What’s really strange is that I find things long lost from throughout my life. Memories wash up on the shore of this abyss like pieces of puzzle that I’m supposed to connect together.  Am I supposed to make some kind of self discovery to buy me a ticket out of here? Some kind of realization to get me out of this prison world?…When I first came here, I liked being alone, the peace, the solitude. Eventually I became confused about what was happening as a thousand rational and irrational thoughts flew through my head. Did anyone know I was here? After a while, it didn’t matter what this was but I couldn’t handle it. I was sinking deeper and deeper every single day. My chest confined like the waves above it, unable to breathe or reason. Then it became clear to me that I didn’t get out of the bath I took four months ago. That I had taken too many of my meds that night….

Montage four


(Whispers) This is my afterlife.



Monday 4 April 2016

Editing: Voiceover

Recording The Voiceover:

The only voice heard in the film is a voiceover. The voice in the voiceover is Dylan's. This is used instead of him talking in the present moment of the shot. It helps to make the film seem more reflective as he speaks of the times in his life where he felt happy and everything that he misses. It also shows how he has reflected on his existence in the afterlife. The voiceover plays so that we can hear him speaking of the "middle-ground" that he is stuck in while the camera shots show him exploring this very place.

Recording the voiceover was the last task we had before making the final touches to the film. This was because we wanted to have the shots all taken and edited correctly so that we would know exactly how long he would need to all for and the different start and stop times in the voiceover. This meant that once it was done everything would be together. By shooting and editing everything first and leaving the voiceover to last, our group made the process of editing much more simple.

We recorded the voiceover on an iPhone using its built in speaker.

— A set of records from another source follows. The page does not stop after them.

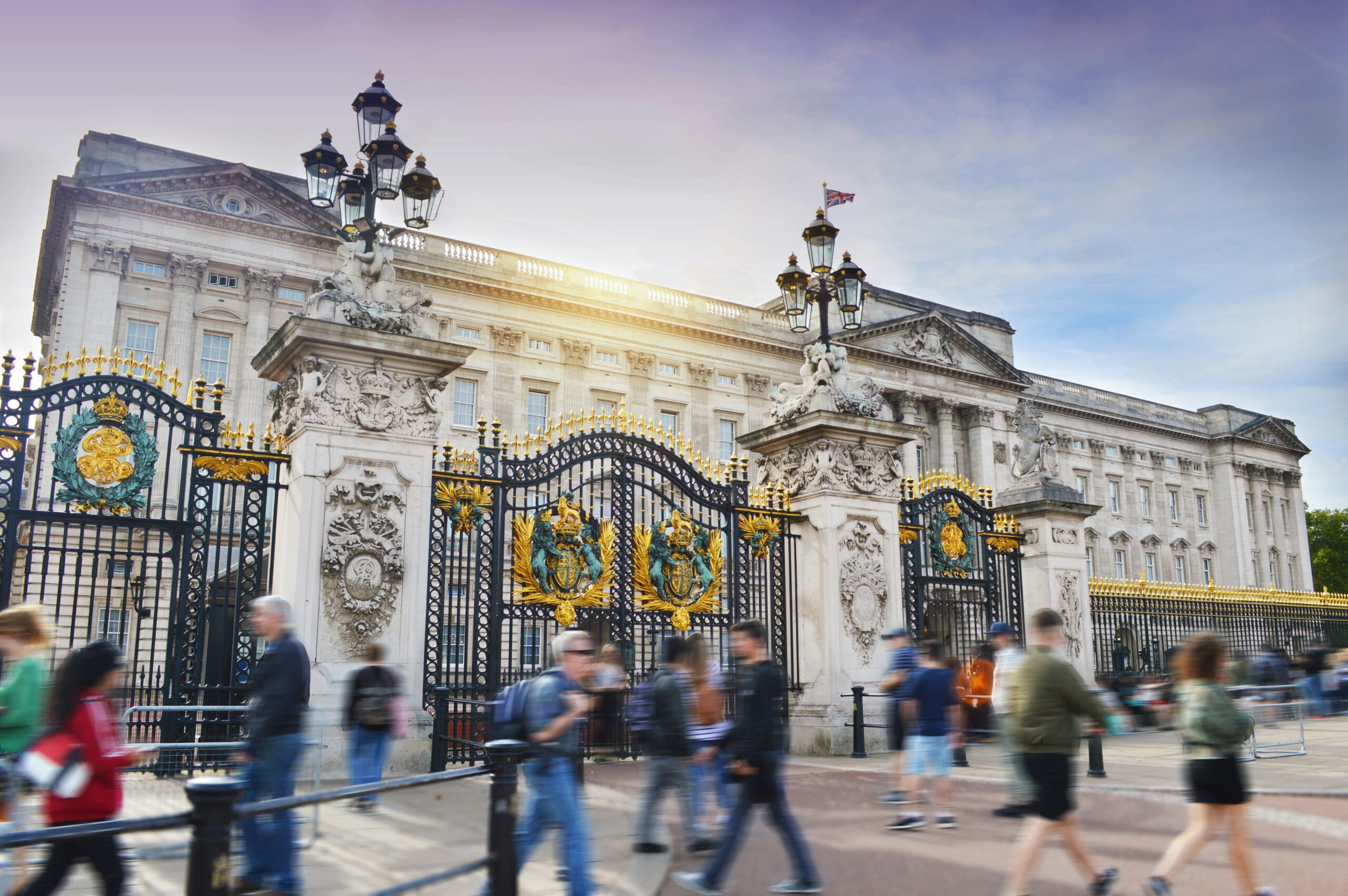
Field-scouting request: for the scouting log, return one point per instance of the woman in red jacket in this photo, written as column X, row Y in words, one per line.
column 80, row 708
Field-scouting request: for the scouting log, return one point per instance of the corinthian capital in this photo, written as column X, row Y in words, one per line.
column 186, row 270
column 261, row 285
column 105, row 255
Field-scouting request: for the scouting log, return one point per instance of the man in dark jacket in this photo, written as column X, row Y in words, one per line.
column 668, row 751
column 280, row 686
column 758, row 751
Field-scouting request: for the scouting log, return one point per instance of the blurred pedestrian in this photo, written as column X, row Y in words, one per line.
column 80, row 709
column 1006, row 662
column 668, row 752
column 277, row 709
column 1046, row 699
column 758, row 751
column 707, row 729
column 904, row 659
column 608, row 681
column 1214, row 729
column 370, row 719
column 933, row 716
column 553, row 711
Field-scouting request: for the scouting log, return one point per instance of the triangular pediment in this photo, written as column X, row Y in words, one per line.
column 932, row 340
column 1272, row 432
column 234, row 192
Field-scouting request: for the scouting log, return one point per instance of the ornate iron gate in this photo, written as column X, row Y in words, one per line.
column 600, row 522
column 141, row 519
column 962, row 562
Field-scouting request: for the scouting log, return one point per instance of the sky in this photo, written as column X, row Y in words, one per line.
column 1154, row 194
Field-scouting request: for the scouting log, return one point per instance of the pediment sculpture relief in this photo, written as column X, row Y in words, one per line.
column 827, row 384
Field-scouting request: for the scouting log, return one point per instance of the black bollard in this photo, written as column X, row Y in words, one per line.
column 212, row 815
column 1095, row 750
column 503, row 871
column 440, row 731
column 858, row 721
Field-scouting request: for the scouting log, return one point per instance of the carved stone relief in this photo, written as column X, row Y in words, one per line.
column 863, row 585
column 1069, row 605
column 828, row 464
column 363, row 554
column 370, row 398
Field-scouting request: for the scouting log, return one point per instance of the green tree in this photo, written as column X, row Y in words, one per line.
column 1328, row 531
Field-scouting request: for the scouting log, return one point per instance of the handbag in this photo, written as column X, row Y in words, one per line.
column 56, row 763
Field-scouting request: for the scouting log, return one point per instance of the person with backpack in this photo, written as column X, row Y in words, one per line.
column 757, row 744
column 668, row 752
column 83, row 719
column 1214, row 731
column 372, row 709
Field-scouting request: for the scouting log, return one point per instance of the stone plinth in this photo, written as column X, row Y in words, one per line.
column 843, row 473
column 362, row 411
column 1055, row 560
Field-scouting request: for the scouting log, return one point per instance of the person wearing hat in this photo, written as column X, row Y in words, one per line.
column 904, row 661
column 1007, row 658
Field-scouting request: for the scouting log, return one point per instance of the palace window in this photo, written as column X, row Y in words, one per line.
column 112, row 625
column 141, row 339
column 215, row 357
column 727, row 440
column 465, row 402
column 537, row 411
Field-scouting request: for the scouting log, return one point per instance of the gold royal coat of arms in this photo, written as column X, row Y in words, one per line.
column 677, row 569
column 564, row 557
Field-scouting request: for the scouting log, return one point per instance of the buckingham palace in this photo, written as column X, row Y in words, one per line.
column 193, row 264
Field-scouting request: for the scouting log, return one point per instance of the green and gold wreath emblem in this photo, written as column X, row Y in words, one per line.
column 677, row 569
column 104, row 460
column 564, row 557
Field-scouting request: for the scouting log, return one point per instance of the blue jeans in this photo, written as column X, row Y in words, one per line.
column 786, row 829
column 554, row 801
column 366, row 756
column 270, row 840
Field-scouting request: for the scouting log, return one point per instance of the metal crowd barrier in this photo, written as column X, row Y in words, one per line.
column 1272, row 708
column 215, row 809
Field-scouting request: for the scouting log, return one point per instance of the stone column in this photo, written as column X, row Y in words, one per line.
column 1053, row 569
column 509, row 403
column 185, row 273
column 982, row 466
column 351, row 549
column 945, row 433
column 574, row 356
column 261, row 288
column 107, row 264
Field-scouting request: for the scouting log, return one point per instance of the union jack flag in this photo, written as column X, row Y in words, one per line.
column 836, row 197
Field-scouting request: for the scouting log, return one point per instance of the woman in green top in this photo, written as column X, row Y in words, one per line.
column 1214, row 729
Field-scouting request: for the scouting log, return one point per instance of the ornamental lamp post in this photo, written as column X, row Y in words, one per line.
column 378, row 177
column 801, row 288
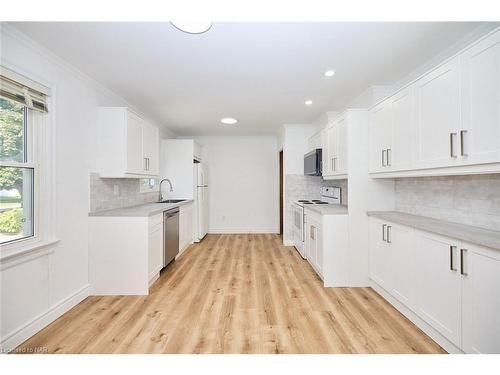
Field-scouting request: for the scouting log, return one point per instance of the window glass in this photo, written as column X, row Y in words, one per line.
column 13, row 118
column 16, row 203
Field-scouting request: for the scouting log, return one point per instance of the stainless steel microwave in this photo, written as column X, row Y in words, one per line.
column 313, row 163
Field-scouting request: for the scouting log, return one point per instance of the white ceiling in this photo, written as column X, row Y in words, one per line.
column 260, row 73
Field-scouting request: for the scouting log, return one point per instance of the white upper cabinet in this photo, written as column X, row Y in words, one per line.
column 481, row 299
column 438, row 116
column 480, row 135
column 335, row 150
column 135, row 163
column 401, row 153
column 446, row 122
column 151, row 148
column 380, row 136
column 127, row 145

There were a number of reasons for doing this

We had to record at the weekend and we therefore did not have access to the recording studio at  our school.
Using an iPhone was going to make the recording process a lot faster than spending hours in a recording booth thus meaning our actor wasn't being made to take up too much of his time.
An iPhone produces a lot less static noise than most recording equipment and therefore would help to give a clearer sound which would sound a lot better in the film.
After recording the voiceover, we transferred the recording onto the MacBook. Once this was done we added in into the video on Final Cut Pro and made sure that each clip matched up with the voice and that there wasn't a voiceover in any of the clips that we didn't intend to use of voiceover in. We also checked to make sure that the voiceover could be heard over the other background sounds.